Inzwischen haben sich der Stadtrat und das Native Village von ihrem offenen Brief und damit von ihrer Kritik am Willow-Projekt distanziert. Im August 2024 verkündet ConocoPhillips, bei Willow wichtige Meilensteine erreicht zu haben, die Bauarbeiten lägen vor dem Zeitplan. Alaska ist erzkonservativ geprägt, eine eigene Klimaschutzagenda gibt es im größten US-Bundesstaat nicht – obwohl sich das Land durch die Klimakrise rasant verändert.

Das Eis geht zurück, der Permafrostboden schmilzt, sagt die Biologin Nancy Fresco. „Wenn der Boden nicht mehr gefroren ist, kommt es bei Stürmen zu starker Erosion.“ Auch die Vegetation verändert sich. Je tiefer die nicht gefrorene Schicht im Boden, desto größer sind die Pflanzen, die darin wachsen. Während große Teile des Landes von Fichtenwäldern bedeckt sind, wachsen in der Tundra flach wurzelnde Büsche, Moose und Gräser. „Wenn sich der Boden an der Oberfläche auch nur um ein paar Zentimeter verändert, werden immer mehr Sträucher und Bäume nach Norden wandern“, sagt Fresco. „Sicher ist: Es wird eine neue Arktis geben.“

Sam Kunaknana lässt seinen Blick über die Tundra gleiten, legt das Gewehr an. Ein einzelnes Karibu ist in der Ferne zu sehen. Der Jäger zielt mit konzentriertem Blick. Dann nimmt er das Gewehr wieder runter. Er lässt das einsame Karibu ziehen. „Es ist zu groß. Die Älteren im Dorf haben sich ein Junges, Zartes gewünscht“, sagt er.

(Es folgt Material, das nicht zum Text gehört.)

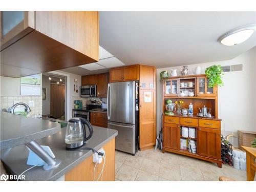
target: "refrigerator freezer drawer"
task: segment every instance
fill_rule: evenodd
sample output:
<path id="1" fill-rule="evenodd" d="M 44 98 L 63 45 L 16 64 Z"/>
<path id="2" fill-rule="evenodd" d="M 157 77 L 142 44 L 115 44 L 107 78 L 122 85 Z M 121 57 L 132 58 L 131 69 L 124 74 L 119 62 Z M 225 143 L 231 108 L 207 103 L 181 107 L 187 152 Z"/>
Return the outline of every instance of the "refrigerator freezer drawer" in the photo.
<path id="1" fill-rule="evenodd" d="M 135 154 L 136 152 L 135 125 L 108 121 L 108 128 L 118 131 L 116 150 Z"/>

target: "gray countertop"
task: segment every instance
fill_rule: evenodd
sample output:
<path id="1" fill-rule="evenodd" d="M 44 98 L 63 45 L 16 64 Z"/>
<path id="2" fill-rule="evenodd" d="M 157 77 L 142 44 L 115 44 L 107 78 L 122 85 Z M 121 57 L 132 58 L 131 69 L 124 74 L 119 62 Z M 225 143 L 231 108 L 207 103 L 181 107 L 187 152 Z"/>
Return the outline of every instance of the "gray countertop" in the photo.
<path id="1" fill-rule="evenodd" d="M 0 112 L 0 150 L 13 147 L 55 134 L 59 123 Z"/>
<path id="2" fill-rule="evenodd" d="M 88 143 L 84 145 L 85 147 L 98 150 L 117 135 L 116 130 L 96 126 L 93 126 L 93 136 L 88 141 Z M 66 150 L 66 127 L 62 128 L 54 135 L 36 141 L 40 145 L 49 146 L 56 158 L 61 161 L 60 164 L 57 167 L 50 170 L 44 170 L 42 167 L 34 167 L 24 174 L 26 180 L 56 180 L 92 154 L 91 151 Z M 1 160 L 5 164 L 7 172 L 19 175 L 31 167 L 31 166 L 26 164 L 28 152 L 24 145 L 2 150 Z"/>

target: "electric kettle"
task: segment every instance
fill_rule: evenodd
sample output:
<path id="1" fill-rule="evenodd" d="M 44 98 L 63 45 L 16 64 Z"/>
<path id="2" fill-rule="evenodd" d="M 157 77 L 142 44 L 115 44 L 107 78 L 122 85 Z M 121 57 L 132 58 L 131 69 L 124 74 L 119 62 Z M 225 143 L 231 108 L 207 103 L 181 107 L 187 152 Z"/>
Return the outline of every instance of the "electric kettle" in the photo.
<path id="1" fill-rule="evenodd" d="M 89 135 L 86 137 L 86 125 L 89 130 Z M 73 118 L 69 120 L 66 131 L 65 143 L 67 150 L 78 148 L 82 146 L 86 141 L 93 135 L 93 127 L 87 119 Z"/>

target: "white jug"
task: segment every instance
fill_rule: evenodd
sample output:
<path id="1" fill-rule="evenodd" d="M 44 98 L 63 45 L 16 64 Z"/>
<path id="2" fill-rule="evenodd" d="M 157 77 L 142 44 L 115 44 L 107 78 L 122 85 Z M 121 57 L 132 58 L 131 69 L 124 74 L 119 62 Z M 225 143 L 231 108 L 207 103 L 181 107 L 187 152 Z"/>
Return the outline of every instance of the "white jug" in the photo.
<path id="1" fill-rule="evenodd" d="M 170 73 L 172 75 L 172 77 L 178 76 L 177 74 L 177 69 L 170 69 Z"/>

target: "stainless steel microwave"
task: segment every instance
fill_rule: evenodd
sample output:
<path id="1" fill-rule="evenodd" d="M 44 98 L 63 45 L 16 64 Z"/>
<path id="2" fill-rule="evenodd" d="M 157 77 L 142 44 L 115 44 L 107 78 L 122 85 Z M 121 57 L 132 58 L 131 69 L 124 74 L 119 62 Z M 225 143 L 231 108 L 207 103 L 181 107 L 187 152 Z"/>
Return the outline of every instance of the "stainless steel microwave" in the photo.
<path id="1" fill-rule="evenodd" d="M 97 86 L 80 86 L 80 96 L 81 97 L 97 97 Z"/>

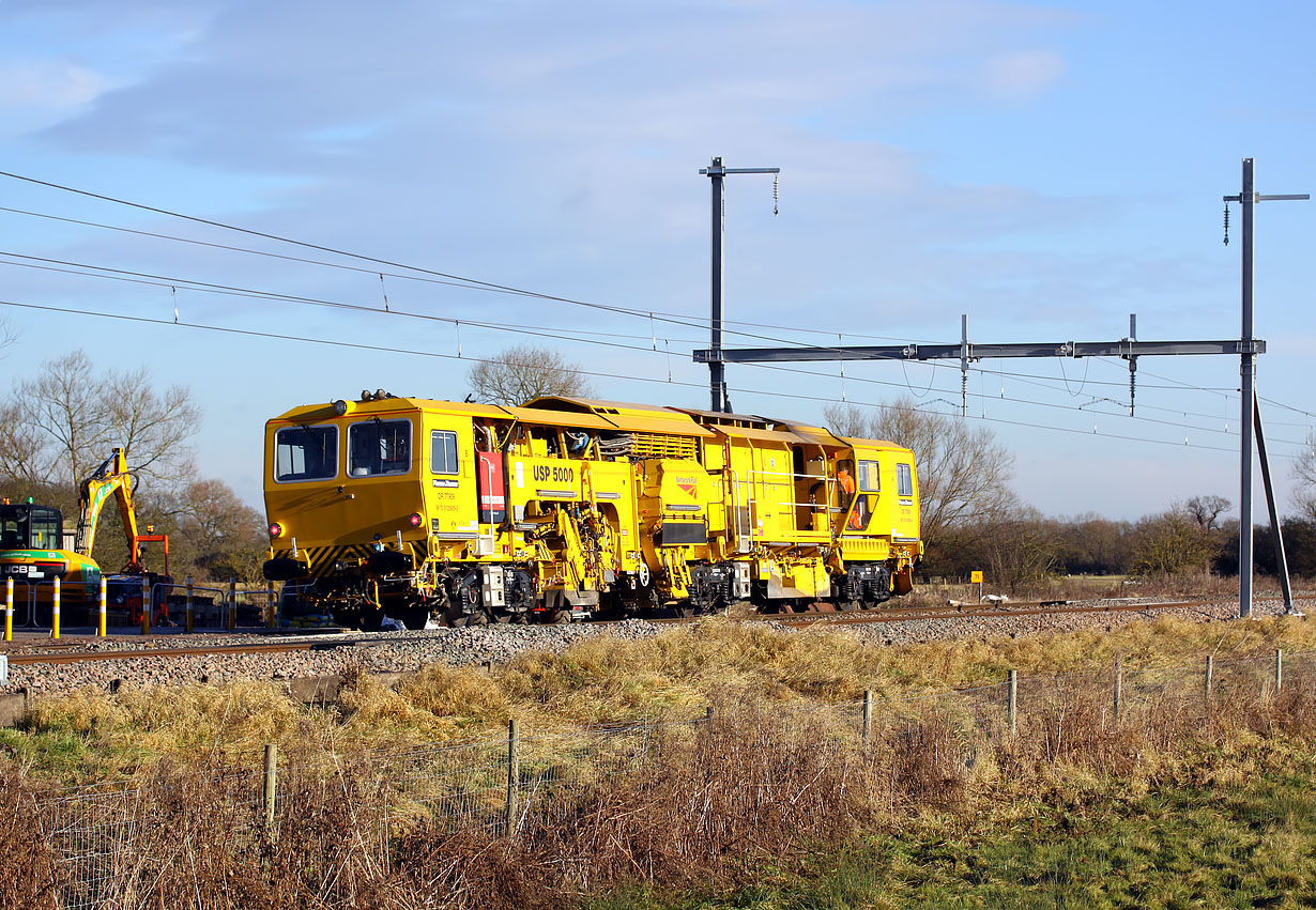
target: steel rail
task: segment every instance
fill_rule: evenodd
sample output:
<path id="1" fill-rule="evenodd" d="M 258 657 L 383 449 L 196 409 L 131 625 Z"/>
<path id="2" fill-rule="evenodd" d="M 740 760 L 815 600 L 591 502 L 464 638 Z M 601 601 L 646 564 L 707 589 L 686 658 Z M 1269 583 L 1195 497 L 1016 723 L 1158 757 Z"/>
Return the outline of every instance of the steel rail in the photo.
<path id="1" fill-rule="evenodd" d="M 1300 597 L 1295 600 L 1316 600 L 1316 597 Z M 862 613 L 817 611 L 795 614 L 754 614 L 737 617 L 737 619 L 750 622 L 772 622 L 780 626 L 848 626 L 863 623 L 884 622 L 915 622 L 915 621 L 945 621 L 945 619 L 1008 619 L 1034 615 L 1069 615 L 1078 613 L 1148 613 L 1152 610 L 1191 609 L 1202 606 L 1217 606 L 1229 600 L 1195 600 L 1195 601 L 1137 601 L 1137 602 L 1084 602 L 1084 601 L 1020 601 L 1017 604 L 957 604 L 954 606 L 905 606 L 891 609 L 874 609 Z M 705 617 L 663 617 L 647 619 L 646 622 L 671 625 L 691 623 Z M 594 625 L 615 625 L 620 621 L 607 621 Z M 490 626 L 496 629 L 496 626 Z M 397 635 L 392 638 L 357 638 L 343 636 L 342 639 L 312 638 L 296 642 L 253 642 L 245 644 L 211 644 L 196 647 L 125 647 L 107 651 L 71 651 L 64 648 L 75 647 L 72 642 L 33 643 L 38 650 L 8 652 L 11 665 L 26 664 L 70 664 L 87 660 L 136 660 L 139 658 L 188 658 L 188 656 L 222 656 L 247 654 L 293 654 L 297 651 L 328 651 L 340 647 L 354 646 L 387 646 L 432 638 L 425 634 Z M 58 650 L 57 650 L 58 648 Z M 0 651 L 3 652 L 3 651 Z"/>

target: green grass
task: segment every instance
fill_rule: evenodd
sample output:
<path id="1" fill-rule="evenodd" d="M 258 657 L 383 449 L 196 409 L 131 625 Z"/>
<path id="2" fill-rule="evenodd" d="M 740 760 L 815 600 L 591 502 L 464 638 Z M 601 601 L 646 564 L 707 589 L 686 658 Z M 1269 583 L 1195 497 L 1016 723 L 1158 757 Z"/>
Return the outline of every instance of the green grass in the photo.
<path id="1" fill-rule="evenodd" d="M 1007 821 L 1008 819 L 1008 821 Z M 992 817 L 925 817 L 721 894 L 633 890 L 588 910 L 1019 910 L 1316 906 L 1316 767 L 1237 788 L 1016 794 Z"/>

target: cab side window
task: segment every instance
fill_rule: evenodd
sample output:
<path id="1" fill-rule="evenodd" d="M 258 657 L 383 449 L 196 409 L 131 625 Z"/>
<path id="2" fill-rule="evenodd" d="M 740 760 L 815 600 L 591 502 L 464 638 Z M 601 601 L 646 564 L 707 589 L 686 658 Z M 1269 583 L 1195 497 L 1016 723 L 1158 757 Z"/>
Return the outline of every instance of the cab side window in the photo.
<path id="1" fill-rule="evenodd" d="M 347 473 L 378 477 L 411 471 L 411 421 L 372 419 L 347 429 Z"/>
<path id="2" fill-rule="evenodd" d="M 896 496 L 913 496 L 913 468 L 908 464 L 896 466 Z"/>
<path id="3" fill-rule="evenodd" d="M 429 434 L 430 473 L 461 473 L 457 459 L 457 434 L 451 430 L 434 430 Z"/>
<path id="4" fill-rule="evenodd" d="M 274 479 L 280 484 L 338 473 L 338 427 L 287 426 L 274 434 Z"/>

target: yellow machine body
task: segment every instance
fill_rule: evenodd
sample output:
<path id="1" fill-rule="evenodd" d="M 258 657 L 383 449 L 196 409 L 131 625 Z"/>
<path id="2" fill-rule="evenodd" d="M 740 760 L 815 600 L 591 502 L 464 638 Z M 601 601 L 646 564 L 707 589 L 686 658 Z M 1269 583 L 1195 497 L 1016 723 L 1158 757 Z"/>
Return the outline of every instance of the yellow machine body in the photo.
<path id="1" fill-rule="evenodd" d="M 909 589 L 913 454 L 761 417 L 375 397 L 266 425 L 266 576 L 366 625 L 712 610 Z"/>

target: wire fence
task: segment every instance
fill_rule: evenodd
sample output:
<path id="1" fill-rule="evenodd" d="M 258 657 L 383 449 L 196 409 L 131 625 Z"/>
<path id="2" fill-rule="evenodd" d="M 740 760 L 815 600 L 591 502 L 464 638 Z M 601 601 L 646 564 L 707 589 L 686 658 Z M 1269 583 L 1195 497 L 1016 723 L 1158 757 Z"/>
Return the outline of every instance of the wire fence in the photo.
<path id="1" fill-rule="evenodd" d="M 1207 660 L 1192 668 L 1115 665 L 1101 673 L 1017 679 L 1011 673 L 1004 682 L 970 689 L 892 698 L 870 692 L 862 701 L 828 705 L 741 701 L 695 719 L 532 735 L 513 721 L 505 736 L 376 751 L 350 772 L 334 756 L 318 761 L 307 756 L 284 761 L 275 778 L 267 754 L 265 773 L 217 771 L 200 782 L 188 778 L 190 792 L 163 786 L 170 780 L 164 769 L 154 780 L 38 793 L 36 809 L 39 835 L 55 857 L 58 906 L 155 906 L 153 888 L 164 906 L 167 864 L 191 863 L 197 867 L 193 880 L 204 882 L 197 864 L 207 851 L 257 857 L 262 838 L 342 836 L 355 826 L 355 836 L 370 831 L 370 855 L 387 865 L 391 844 L 420 827 L 526 836 L 570 823 L 583 798 L 644 769 L 665 748 L 709 736 L 724 711 L 734 714 L 734 722 L 757 725 L 757 742 L 788 742 L 795 730 L 808 727 L 815 747 L 821 736 L 837 755 L 858 756 L 857 775 L 880 767 L 895 806 L 901 794 L 965 778 L 1001 750 L 1026 747 L 1034 759 L 1058 763 L 1086 750 L 1113 765 L 1124 755 L 1121 738 L 1130 732 L 1187 739 L 1223 706 L 1249 718 L 1283 710 L 1282 693 L 1316 694 L 1316 654 Z M 933 717 L 937 725 L 928 723 Z M 715 760 L 751 764 L 754 757 L 716 755 Z M 770 771 L 758 786 L 772 786 Z M 370 800 L 349 798 L 362 793 Z M 308 802 L 370 805 L 378 815 L 342 809 L 349 814 L 321 819 L 317 835 L 300 815 L 295 823 L 287 821 Z M 205 806 L 205 818 L 197 818 L 197 805 Z M 753 794 L 746 805 L 745 811 L 753 811 Z M 258 872 L 253 867 L 253 874 Z"/>

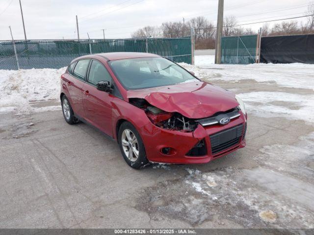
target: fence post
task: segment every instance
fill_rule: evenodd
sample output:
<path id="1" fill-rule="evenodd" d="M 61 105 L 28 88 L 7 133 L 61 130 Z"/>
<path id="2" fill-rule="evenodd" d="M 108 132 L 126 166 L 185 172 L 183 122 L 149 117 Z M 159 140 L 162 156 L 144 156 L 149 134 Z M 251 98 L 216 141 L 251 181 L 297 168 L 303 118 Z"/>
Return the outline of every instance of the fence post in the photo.
<path id="1" fill-rule="evenodd" d="M 15 56 L 15 61 L 16 61 L 16 67 L 18 68 L 18 70 L 20 69 L 20 63 L 19 63 L 19 57 L 18 57 L 18 53 L 16 52 L 16 46 L 15 46 L 15 42 L 13 39 L 13 35 L 12 34 L 12 30 L 11 30 L 11 26 L 9 26 L 10 32 L 11 32 L 11 37 L 12 37 L 12 43 L 13 45 L 13 49 L 14 50 L 14 55 Z"/>
<path id="2" fill-rule="evenodd" d="M 194 64 L 194 29 L 191 28 L 191 64 Z"/>
<path id="3" fill-rule="evenodd" d="M 259 34 L 259 58 L 257 63 L 261 63 L 261 46 L 262 44 L 262 28 L 260 28 Z"/>
<path id="4" fill-rule="evenodd" d="M 239 36 L 237 36 L 237 47 L 236 50 L 236 63 L 238 63 L 238 56 L 239 56 Z"/>
<path id="5" fill-rule="evenodd" d="M 89 53 L 92 54 L 92 46 L 90 45 L 90 42 L 89 43 Z"/>

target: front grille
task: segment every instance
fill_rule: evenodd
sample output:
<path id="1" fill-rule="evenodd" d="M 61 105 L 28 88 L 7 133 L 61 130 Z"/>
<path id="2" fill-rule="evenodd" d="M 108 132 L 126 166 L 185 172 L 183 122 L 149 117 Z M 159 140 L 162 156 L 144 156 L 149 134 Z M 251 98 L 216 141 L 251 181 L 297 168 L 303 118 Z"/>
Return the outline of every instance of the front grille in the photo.
<path id="1" fill-rule="evenodd" d="M 186 154 L 189 157 L 199 157 L 206 155 L 207 153 L 206 144 L 203 139 L 192 148 Z"/>
<path id="2" fill-rule="evenodd" d="M 211 153 L 215 154 L 237 144 L 243 131 L 241 124 L 209 136 Z"/>
<path id="3" fill-rule="evenodd" d="M 196 120 L 196 121 L 203 126 L 220 124 L 220 120 L 224 118 L 229 118 L 230 119 L 233 119 L 240 117 L 239 110 L 237 107 L 236 107 L 226 112 L 216 113 L 211 117 L 206 118 L 199 119 Z"/>

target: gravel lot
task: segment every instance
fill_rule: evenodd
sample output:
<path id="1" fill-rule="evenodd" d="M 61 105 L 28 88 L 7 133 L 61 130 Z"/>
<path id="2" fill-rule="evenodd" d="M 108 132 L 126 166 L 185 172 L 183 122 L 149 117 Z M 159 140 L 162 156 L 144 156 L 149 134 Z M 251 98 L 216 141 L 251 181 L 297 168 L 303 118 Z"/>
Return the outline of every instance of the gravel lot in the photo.
<path id="1" fill-rule="evenodd" d="M 115 141 L 67 124 L 58 100 L 0 112 L 0 227 L 313 228 L 313 88 L 225 79 L 268 72 L 213 66 L 198 69 L 202 79 L 247 101 L 247 146 L 207 164 L 132 169 Z M 293 77 L 313 79 L 307 69 Z"/>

Die junge Generation wisse heute nicht mehr, wie eine richtige Karibuherde aussehe. „Sie sehen ein paar Hundert Tiere und glauben, das sei schon viel.“ Früher seien die Herden riesig gewesen. „Es war, als würde sich die ganze Tundra bewegen.“

Transparenzhinweis: Diese Recherche wurde unterstützt vom Transatlantic Media Fellowship der Heinrich-Böll-Stiftung.